One group pushing the trend seems to be younger employees. In a piece for Fast Company, Nathaniel Heller, Vice President & Managing Director of the philanthropic firm Geneva Global writes, “Younger employees continue to pressure leadership to break down siloes and tackle broader societal challenges within the four (proverbial) walls of the office.”
VTO … Virtually?
It may seem like it sprang fully formed from the pandemic, but virtual volunteering has been a growing trend for years. The means to do it have only gotten more accessible for volunteers. Giving back virtually also lets some workers tap more deeply into their skills and apply them where they’re needed most. DiGiacomo says that opportunity allows employees to feel like their time is being used to its greatest impact. “I think what's really critical is listening to your employees. [We] offer a variety of virtual volunteer programs oriented around STEM education, leveraging our expertise and our technical skills. We’re absolutely seeing it blossom beyond the once-and-done volunteerism.”

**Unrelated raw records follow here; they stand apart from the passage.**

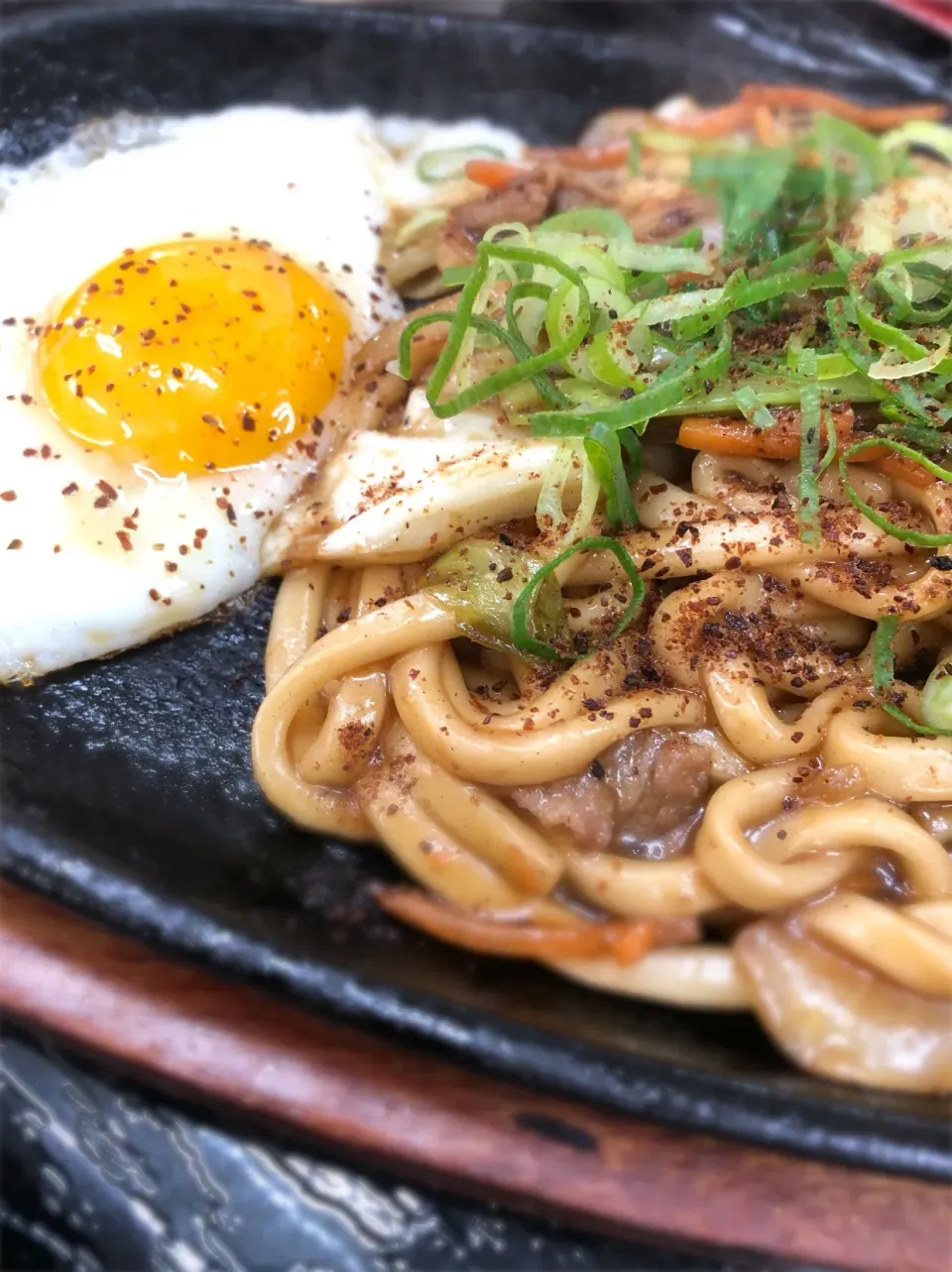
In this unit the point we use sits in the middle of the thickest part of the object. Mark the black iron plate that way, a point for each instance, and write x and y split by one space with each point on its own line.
126 786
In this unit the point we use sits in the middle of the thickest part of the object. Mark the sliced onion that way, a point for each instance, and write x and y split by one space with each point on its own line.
835 1019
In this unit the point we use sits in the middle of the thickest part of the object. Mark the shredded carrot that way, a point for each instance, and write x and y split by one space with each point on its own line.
627 940
591 158
717 435
493 173
765 126
715 122
905 468
797 97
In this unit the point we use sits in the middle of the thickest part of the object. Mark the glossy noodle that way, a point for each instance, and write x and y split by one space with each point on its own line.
727 785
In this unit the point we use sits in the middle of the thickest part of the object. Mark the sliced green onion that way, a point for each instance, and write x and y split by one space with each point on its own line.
753 408
811 422
407 338
872 166
885 678
466 581
896 370
919 252
920 538
920 133
856 346
524 612
662 259
457 275
789 282
685 376
465 318
694 326
884 332
589 220
794 259
449 165
417 223
937 696
756 197
603 452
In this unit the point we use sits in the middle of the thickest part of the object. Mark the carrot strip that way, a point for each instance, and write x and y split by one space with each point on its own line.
625 940
723 436
797 97
905 468
717 122
493 173
765 126
614 154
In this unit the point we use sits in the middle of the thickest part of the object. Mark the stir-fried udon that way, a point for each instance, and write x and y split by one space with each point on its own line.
621 615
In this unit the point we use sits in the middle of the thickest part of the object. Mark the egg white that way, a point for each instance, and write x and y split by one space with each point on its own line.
120 557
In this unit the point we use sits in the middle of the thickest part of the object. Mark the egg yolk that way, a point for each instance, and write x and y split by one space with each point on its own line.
193 355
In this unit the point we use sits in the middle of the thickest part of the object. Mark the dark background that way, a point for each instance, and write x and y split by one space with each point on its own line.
101 1173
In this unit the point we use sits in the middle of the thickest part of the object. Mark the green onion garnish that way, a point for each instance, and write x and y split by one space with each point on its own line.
524 636
920 538
811 422
937 695
603 452
751 407
885 677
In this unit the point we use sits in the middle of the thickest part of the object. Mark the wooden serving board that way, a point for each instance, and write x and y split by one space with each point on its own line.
440 1123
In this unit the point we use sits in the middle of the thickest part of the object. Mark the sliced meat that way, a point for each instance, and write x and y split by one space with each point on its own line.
616 125
586 807
662 781
655 207
525 200
643 796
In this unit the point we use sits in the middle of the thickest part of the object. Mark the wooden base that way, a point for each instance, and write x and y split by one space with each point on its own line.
436 1122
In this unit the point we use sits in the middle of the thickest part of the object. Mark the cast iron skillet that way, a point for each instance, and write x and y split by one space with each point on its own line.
126 786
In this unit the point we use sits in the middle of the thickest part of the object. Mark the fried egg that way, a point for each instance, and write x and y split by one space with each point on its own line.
180 301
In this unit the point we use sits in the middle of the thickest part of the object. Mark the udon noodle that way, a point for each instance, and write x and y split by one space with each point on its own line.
712 807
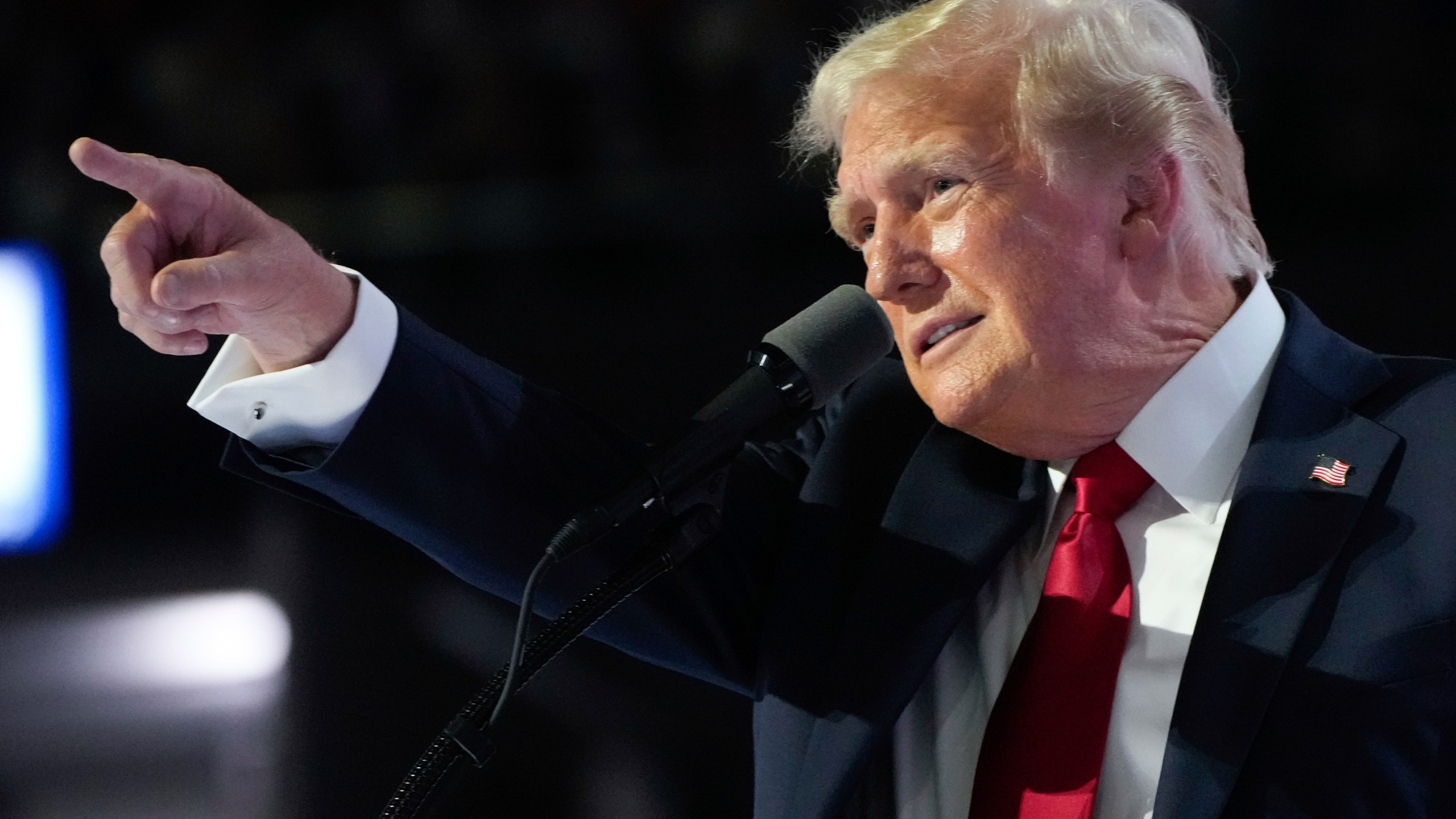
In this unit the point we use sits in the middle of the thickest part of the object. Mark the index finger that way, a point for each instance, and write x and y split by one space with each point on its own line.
139 174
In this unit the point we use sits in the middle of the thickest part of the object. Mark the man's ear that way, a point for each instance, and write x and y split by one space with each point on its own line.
1153 193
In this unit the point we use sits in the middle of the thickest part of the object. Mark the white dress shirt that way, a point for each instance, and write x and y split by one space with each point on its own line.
1190 437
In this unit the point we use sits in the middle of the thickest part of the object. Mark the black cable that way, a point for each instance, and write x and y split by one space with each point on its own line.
519 643
464 745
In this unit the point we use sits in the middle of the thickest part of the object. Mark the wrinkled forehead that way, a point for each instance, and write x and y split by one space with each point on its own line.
924 125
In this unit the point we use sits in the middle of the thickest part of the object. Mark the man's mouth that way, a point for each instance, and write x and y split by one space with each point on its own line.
947 330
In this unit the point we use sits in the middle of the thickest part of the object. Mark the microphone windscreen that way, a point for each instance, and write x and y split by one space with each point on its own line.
835 340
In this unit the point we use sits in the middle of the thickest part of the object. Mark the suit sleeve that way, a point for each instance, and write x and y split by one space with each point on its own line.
479 468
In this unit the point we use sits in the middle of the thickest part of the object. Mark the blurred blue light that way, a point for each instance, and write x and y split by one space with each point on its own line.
34 475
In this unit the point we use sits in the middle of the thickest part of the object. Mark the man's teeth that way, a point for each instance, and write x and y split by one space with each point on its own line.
945 331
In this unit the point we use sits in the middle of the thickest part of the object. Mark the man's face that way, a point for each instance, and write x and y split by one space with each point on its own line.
1017 312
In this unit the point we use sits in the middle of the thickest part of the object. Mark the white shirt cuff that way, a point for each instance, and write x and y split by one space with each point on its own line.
313 404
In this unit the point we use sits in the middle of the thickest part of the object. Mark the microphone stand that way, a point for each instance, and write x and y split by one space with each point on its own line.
465 745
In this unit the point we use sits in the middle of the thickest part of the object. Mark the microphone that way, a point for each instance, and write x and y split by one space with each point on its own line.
799 366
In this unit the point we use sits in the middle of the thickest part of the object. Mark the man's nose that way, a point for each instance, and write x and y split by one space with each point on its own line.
897 267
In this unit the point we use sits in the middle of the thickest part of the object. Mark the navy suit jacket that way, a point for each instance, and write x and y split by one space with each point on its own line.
1318 678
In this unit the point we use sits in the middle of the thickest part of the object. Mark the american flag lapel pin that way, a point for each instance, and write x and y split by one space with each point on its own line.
1330 471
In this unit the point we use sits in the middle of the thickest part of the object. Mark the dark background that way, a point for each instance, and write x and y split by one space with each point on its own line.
592 193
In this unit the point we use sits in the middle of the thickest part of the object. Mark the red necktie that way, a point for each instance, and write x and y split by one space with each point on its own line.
1043 750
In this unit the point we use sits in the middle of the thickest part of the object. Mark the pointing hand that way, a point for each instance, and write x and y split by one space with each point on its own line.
194 257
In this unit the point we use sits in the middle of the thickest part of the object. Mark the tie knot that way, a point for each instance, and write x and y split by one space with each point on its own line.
1108 481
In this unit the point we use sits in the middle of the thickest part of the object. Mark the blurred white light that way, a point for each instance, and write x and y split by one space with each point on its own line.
203 640
32 407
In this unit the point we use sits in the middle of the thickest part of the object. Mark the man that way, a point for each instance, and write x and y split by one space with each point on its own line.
1124 534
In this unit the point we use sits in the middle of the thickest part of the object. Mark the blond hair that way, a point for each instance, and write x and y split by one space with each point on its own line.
1095 81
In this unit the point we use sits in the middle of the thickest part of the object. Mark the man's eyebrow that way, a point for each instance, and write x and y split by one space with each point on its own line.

The pandemic pushed the equation from the other side, spurring nonprofits to create more virtual programs for volunteering. DiGiacomo says she’s seen the digital opportunities offered by nonprofits expand in recent years. “There has been a shift. Especially with COVID, the increase in virtual volunteer opportunities expanded tremendously, and a lot of organizations were really able to capitalize on that so they could bring working professionals into programs or classrooms as a complement to the education students were receiving.”
At its core, it’s a cultural exercise.
Perks, reputation, and doing good aside, volunteer programs are good for the culture of your company. Whether they’re virtual or in person, they help to reframe relationships and build new bonds. It creates “a shift in roles in a hierarchy. Those that may not have been leading a group were found to be leading a group,” DiGiacomo says. Ultimately our people “wanted the opportunity to connect and work together, build communication skills, create those shared memories with one another so that all of those experiences could translate into stronger teams.”
Thinking back to the motivational posters, maybe it’s worth exploring whether hard hats, hammers, and reflective vests are the only ways to make a difference. But if it makes you happy, you can always bring a hammer to your virtual VTO experience.